Significantly, CTA does not raise any other deficiency pertaining to the award
of TTD benefits. We disagree and affirm on this issue.
In the January 19,
2018, Opinion and Award, the ALJ awarded TTD benefits from September 6, 2016,
the date of the injury and the date McDaniel ceased working at CTA, through the
date Dr. Autry deemed McDaniel to have reached MMI on May 24, 2017. For the
reasons stated herein, Dr. Autry’s medical opinions can indeed be relied upon. Therefore,
Dr. Autry’s determination of MMI on May 24, 2017, constitutes substantial
evidence in support of the ALJ’s award of TTD benefits through May 24, 2017.
Dr. Tutt’s
opinion regarding when MMI was attained differs from Dr. Autry’s, however, his
opinion merely constitutes conflicting evidence the ALJ was free to reject.[2]

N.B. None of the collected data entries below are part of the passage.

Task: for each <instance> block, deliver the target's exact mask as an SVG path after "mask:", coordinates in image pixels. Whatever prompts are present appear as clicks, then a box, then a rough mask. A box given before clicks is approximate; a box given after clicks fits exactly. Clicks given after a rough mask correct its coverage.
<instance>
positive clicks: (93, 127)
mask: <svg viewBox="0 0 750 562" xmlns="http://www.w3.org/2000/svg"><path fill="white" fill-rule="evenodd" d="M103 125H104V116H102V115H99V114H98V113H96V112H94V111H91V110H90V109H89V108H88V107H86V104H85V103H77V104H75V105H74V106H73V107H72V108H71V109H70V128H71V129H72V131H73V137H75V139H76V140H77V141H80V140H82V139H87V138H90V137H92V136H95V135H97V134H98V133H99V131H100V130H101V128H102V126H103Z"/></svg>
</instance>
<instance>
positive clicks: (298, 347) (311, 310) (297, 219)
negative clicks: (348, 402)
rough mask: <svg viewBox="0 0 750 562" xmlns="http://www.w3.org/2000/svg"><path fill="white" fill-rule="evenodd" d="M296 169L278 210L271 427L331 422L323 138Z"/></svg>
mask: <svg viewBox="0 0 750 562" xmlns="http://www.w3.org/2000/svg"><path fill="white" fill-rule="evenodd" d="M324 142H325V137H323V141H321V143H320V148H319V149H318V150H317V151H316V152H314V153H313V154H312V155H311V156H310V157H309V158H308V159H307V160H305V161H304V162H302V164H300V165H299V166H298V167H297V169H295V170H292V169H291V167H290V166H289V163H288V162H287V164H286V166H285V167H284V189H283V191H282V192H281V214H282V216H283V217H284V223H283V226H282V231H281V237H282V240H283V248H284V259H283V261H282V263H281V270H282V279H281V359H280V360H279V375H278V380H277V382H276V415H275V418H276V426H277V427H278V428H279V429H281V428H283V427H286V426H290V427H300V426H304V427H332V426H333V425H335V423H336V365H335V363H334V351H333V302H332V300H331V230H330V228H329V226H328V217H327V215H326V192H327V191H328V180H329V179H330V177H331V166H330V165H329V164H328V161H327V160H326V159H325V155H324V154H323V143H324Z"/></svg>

The sole ground CTA puts forth on appeal for reversal of the award of TTD
benefits is the ALJ’s reliance upon Dr. Autry’s opinion as to when McDaniel
attained MMI. Since Dr. Autry’s opinion regarding when McDaniel attained MMI
constitutes substantial evidence, the award of TTD benefits must be affirmed.
Accordingly, the January 19, 2018, Opinion and
Award and the February 28, 2018, Order ruling on CTA’s Petition for
Reconsideration are hereby AFFIRMED.
ALL CONCUR.
COUNSEL
FOR PETITIONER:
HON MCKINNLEY MORGAN
921 S MAIN ST
LONDON KY 40741
COUNSEL
FOR RESPONDENT:
HON MARCUS ROLAND
P O BOX 910454
LEXINGTON KY 40591
ADMINISTRATIVE
LAW JUDGE:
HON JONATHAN R WEATHERBY
657 CHAMBERLIN AVE
FRANKFORT KY 40601
[1] Dr. Henry Tutt, in his November 17, 2016,
report, opined McDaniel had a pre-existing active impairment rating for lumbar
degenerative disk disease of 5% at the time of the September 6, 2016, injury.
[2] In his November 17, 2016, report, Dr. Tutt
opined McDaniel reached MMI as of the date of his report.